The idea that any computing problem can be solved with an app, and the idea of app stores, was always a regression. Apps are a way of maximizing the rent-seeking ability of tech companies. Algorithms and math equations are free, that won’t do at all. So wrap up every algorithm, and every math equation, into a little package you can manipulate on a touch screen and sell them to people. You can even sell the same algorithm exact algorithm a dozen times, each with different parameter configurations, as long as you create a new icon for each one.

But now that AgenticAI is a thing, I think people won’t tolerate the idea of apps anymore. The old mantra “there’s an app for that” may finally be on it’s way out. Who needs apps if you can just ask an AI to make one for you? And who needs an AI to make apps for you if you can just ask it to perform a task and let it choose the right algorithm to accomplish that task?

So that might be the one thing that is actually good about AI: it made people aware of the rent-seeking nature of “apps.” Hopefully, people will go back to the old Lisp Machine model of computing, or “Agentic AI” as they are calling it nowadays. The big difference now is that 1. we have enough computing power to train these massive multi-layer perceptrons that they call “LLMs”, 2. we have the Internet full of digitized information for free* to train the LLM, and 3. everyone has a n Internet-connected computer in their pocket.

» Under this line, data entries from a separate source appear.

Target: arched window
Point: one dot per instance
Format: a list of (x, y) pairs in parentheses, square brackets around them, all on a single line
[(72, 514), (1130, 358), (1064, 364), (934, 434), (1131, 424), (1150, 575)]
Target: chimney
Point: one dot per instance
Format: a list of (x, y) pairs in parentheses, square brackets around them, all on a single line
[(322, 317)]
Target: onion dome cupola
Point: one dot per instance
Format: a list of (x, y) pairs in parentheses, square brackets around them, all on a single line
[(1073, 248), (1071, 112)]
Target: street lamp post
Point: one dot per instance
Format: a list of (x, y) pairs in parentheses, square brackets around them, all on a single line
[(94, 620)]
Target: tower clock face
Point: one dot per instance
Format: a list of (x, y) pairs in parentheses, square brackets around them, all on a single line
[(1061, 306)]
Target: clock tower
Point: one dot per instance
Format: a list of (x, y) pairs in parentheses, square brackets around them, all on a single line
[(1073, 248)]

(* Of course, anything is free if you just take it without paying.)

@ramin_hal9001

The other thing about software in that era, people were still undecided about whether it was copyrightable or public domain.

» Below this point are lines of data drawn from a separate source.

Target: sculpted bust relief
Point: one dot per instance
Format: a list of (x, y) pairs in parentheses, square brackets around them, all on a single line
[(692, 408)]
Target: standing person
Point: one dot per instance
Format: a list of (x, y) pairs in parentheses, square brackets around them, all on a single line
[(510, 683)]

The only kind of protection available was the use of trade secrets. if you didn't want the software copied or closely examined you needed to rely on access control, not copyright.

I think you're right that the nature of software itself is changing and maybe we are actually returning to a form of code that is literally free.

As in "free beer". i.e. $0

@jhlagado that’s right, I was talking about it on that podcast I sometimes do. Richard Stallman basing the legal framework for free software on copyright law was a pretty significant landmark in the legal landscape of software.

@ramin_hal9001

Software was not protected by copyright in the early 1970s but software was tightly bound to the hardware that it ran on.

When software started to escape the hardware with the microcomputer revolution, that's when interest in the software copyright became influential.

I think it comes down to how many instances of a piece of software were running at a time. Software went from single instances to millions of instances.